Tea glanced at her watch. "Right now she's probably in church - with her boyfriend. I didn't tell her I was coming here. I hope she'll spend most of the day with Nate. His family's had sorrow to deal with recently, too. And those two kids are good for each other."

"So you're not expected anywhere, any time soon?"

"Uh, no..." _What's he driving at?_

He said thoughtfully, "This just occurred to me. The CIA has been following up on what happened here, learning more about Irene Manning's crimes. I have information I planned all along to share with you - documents you need to see. I meant to make an appointment to come by your home. But since you're free now...
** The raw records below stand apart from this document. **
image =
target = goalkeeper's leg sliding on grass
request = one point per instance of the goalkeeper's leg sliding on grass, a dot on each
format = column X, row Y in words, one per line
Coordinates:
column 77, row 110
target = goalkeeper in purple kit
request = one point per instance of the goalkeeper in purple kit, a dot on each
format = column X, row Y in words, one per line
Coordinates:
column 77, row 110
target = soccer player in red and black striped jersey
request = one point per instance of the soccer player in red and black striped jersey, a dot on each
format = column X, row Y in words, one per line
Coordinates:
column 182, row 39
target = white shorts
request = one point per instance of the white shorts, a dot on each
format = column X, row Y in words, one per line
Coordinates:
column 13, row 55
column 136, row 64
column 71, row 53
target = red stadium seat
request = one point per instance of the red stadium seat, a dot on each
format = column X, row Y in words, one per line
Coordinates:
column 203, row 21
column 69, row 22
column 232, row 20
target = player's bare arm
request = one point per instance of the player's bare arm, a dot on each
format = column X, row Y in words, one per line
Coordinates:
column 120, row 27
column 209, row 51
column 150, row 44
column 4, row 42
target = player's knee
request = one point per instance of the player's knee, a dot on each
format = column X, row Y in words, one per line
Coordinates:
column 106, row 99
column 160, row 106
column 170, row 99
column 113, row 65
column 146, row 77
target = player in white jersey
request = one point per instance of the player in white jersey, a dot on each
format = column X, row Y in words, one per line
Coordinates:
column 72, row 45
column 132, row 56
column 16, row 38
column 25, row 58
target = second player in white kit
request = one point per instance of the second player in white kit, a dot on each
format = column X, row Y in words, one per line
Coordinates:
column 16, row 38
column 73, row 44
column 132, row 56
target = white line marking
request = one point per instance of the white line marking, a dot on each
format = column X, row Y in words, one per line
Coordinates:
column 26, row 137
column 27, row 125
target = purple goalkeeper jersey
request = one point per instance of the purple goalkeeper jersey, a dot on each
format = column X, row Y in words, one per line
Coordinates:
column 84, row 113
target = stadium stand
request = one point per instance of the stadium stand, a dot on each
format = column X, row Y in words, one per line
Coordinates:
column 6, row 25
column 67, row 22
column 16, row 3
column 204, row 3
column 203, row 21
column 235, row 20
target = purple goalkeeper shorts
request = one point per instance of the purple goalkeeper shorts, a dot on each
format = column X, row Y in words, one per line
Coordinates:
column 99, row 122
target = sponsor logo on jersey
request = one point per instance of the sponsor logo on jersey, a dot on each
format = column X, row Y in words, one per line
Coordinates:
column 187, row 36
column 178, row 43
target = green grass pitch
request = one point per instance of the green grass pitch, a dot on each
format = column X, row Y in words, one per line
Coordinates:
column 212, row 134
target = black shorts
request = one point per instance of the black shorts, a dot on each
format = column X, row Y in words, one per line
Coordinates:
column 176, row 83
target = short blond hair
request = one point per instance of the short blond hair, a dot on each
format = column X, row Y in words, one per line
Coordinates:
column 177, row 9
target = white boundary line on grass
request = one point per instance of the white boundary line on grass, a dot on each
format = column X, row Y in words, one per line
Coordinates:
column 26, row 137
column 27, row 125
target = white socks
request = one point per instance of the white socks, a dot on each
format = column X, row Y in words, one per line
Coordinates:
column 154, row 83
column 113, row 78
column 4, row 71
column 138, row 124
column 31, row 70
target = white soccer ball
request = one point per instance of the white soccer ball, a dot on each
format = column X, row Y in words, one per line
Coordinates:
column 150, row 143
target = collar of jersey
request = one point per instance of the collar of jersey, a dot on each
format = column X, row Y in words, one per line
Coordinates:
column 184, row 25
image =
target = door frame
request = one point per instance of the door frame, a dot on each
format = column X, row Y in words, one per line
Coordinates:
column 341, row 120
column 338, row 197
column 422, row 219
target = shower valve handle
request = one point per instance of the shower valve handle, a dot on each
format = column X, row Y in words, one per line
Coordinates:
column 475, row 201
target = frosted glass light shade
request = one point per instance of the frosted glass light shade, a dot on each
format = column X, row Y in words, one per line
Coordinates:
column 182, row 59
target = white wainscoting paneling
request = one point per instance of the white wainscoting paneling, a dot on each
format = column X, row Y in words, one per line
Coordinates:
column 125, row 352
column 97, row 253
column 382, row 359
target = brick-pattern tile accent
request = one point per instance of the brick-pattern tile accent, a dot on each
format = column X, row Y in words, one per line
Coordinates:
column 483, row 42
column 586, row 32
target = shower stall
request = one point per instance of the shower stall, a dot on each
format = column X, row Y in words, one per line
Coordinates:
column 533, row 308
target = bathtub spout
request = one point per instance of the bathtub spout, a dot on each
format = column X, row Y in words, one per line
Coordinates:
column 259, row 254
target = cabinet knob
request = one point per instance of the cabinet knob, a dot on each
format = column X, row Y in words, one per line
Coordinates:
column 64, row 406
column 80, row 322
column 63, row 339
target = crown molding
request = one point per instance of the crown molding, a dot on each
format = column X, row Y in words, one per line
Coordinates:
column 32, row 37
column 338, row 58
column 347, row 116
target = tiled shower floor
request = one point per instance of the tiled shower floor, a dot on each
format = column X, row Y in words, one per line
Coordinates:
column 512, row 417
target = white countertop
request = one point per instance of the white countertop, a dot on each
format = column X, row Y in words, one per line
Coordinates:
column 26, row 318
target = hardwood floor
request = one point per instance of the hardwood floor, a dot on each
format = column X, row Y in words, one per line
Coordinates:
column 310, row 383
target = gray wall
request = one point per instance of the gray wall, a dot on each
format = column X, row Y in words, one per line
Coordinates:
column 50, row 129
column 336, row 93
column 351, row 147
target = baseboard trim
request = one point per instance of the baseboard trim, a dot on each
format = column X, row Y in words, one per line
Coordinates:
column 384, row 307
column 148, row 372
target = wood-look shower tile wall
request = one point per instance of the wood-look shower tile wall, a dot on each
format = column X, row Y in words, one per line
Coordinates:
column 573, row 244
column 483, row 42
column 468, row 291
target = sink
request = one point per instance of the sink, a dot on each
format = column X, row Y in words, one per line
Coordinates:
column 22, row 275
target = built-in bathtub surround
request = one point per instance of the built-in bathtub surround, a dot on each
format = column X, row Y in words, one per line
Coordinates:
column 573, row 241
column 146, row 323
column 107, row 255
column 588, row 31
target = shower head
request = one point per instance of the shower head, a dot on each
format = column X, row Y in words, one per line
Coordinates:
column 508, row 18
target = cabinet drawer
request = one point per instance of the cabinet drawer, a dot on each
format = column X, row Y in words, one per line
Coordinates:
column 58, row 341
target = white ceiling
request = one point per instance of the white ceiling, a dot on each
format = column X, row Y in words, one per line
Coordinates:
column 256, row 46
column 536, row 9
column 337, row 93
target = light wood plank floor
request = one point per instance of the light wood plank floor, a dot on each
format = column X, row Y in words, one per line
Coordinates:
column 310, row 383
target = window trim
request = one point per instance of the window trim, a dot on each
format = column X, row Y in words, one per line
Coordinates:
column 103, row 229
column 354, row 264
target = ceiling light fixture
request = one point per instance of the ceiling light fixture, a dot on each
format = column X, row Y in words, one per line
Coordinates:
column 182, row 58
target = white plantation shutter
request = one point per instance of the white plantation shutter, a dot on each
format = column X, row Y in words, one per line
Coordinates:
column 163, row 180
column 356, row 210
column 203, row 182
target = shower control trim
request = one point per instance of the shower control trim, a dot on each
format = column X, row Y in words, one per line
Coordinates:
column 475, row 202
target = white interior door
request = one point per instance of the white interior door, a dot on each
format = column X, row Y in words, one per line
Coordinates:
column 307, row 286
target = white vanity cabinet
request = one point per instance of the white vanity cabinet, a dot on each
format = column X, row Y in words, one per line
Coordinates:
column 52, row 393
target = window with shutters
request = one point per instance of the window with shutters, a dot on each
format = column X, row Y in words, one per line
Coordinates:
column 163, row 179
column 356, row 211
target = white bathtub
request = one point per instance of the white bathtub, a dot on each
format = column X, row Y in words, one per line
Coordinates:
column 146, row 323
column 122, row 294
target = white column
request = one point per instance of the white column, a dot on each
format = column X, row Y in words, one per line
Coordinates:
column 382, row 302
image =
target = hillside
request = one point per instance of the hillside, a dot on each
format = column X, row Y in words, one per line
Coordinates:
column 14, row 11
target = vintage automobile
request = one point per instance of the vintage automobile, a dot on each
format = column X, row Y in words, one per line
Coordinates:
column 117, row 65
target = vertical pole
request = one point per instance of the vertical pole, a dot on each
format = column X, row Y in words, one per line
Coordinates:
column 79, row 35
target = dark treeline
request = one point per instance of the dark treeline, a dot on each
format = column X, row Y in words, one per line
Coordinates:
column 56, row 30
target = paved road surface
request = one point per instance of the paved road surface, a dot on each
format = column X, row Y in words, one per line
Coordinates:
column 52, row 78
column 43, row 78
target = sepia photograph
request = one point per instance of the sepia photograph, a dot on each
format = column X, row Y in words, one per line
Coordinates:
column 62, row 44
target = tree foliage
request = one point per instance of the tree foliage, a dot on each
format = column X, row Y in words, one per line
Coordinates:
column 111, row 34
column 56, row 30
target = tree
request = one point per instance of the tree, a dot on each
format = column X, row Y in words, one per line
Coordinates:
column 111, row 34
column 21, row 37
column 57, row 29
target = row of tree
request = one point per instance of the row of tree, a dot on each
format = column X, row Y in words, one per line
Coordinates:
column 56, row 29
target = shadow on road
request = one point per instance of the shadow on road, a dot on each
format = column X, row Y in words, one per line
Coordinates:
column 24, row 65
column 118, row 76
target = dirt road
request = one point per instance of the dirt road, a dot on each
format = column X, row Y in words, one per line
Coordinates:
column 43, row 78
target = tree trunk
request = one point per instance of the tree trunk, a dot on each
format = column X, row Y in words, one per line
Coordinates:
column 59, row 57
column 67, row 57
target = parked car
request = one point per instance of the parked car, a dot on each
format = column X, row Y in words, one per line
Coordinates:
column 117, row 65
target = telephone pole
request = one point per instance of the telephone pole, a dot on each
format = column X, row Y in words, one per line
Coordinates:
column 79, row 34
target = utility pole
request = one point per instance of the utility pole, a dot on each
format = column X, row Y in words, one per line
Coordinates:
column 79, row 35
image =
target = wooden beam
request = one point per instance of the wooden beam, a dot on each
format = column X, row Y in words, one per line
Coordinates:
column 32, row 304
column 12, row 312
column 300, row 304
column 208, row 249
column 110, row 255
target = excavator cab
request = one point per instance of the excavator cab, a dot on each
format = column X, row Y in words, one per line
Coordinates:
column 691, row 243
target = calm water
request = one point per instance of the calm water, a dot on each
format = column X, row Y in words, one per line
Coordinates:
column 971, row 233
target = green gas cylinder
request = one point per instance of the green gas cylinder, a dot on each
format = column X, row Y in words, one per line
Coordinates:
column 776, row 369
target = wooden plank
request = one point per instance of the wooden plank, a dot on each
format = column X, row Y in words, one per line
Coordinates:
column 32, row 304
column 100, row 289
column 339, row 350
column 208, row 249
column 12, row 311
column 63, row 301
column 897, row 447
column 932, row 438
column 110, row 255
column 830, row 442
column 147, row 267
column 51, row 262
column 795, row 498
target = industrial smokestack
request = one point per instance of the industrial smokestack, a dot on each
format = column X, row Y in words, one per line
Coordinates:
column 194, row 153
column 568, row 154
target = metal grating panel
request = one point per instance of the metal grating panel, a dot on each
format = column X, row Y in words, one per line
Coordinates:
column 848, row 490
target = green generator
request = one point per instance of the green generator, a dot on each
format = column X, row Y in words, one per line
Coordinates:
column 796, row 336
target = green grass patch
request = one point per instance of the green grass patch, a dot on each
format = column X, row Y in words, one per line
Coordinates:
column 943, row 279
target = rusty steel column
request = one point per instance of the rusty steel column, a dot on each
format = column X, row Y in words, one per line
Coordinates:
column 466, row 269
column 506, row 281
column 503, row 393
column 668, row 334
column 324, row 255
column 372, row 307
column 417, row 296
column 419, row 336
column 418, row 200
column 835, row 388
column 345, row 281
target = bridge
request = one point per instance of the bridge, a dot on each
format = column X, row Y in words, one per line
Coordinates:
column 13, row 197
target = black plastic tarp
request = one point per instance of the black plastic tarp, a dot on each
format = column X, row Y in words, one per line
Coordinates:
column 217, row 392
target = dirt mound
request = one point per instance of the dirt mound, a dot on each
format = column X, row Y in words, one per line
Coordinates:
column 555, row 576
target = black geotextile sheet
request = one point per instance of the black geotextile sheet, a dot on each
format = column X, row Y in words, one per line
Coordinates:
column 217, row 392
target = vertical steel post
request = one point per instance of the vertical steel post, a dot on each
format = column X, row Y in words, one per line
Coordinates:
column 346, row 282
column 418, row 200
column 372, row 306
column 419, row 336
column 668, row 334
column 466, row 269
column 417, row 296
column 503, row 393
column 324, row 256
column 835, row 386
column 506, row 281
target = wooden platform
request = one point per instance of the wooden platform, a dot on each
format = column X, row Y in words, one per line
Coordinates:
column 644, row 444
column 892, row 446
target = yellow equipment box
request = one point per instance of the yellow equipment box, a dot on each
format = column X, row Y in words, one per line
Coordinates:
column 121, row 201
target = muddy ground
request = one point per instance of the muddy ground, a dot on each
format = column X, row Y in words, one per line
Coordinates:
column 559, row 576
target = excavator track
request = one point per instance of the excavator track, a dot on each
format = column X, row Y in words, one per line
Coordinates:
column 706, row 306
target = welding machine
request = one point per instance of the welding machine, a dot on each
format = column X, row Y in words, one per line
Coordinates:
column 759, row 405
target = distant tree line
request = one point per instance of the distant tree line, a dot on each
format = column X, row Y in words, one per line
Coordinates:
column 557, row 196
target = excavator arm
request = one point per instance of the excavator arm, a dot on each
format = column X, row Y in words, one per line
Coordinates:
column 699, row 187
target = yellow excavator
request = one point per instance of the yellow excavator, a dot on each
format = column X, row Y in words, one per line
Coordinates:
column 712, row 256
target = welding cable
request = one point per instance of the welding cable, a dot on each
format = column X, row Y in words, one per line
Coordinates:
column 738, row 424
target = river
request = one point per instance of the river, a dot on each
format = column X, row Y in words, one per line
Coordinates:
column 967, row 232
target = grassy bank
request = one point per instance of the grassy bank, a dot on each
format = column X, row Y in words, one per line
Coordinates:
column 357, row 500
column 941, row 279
"I checked into the Palace last night. I don't have those documents with me - they're back at the hotel. Why don't you come over there with me, and look at them now?"

She hesitated. "I'm not sure I _want_ to look at...whatever they are. Victor's dead, Irene's dead. What's the point - for me, at least - of 'learning more'?"

"Believe me, there are details you'll be glad to know."

"It might actually be better if you bring the materials to my house..."

Frowning, he said, "No, I don't think that would be advisable. Dani and her boyfriend might pop in at any time, right? And these are very serious subjects, better not discussed - at least for now - with other family around."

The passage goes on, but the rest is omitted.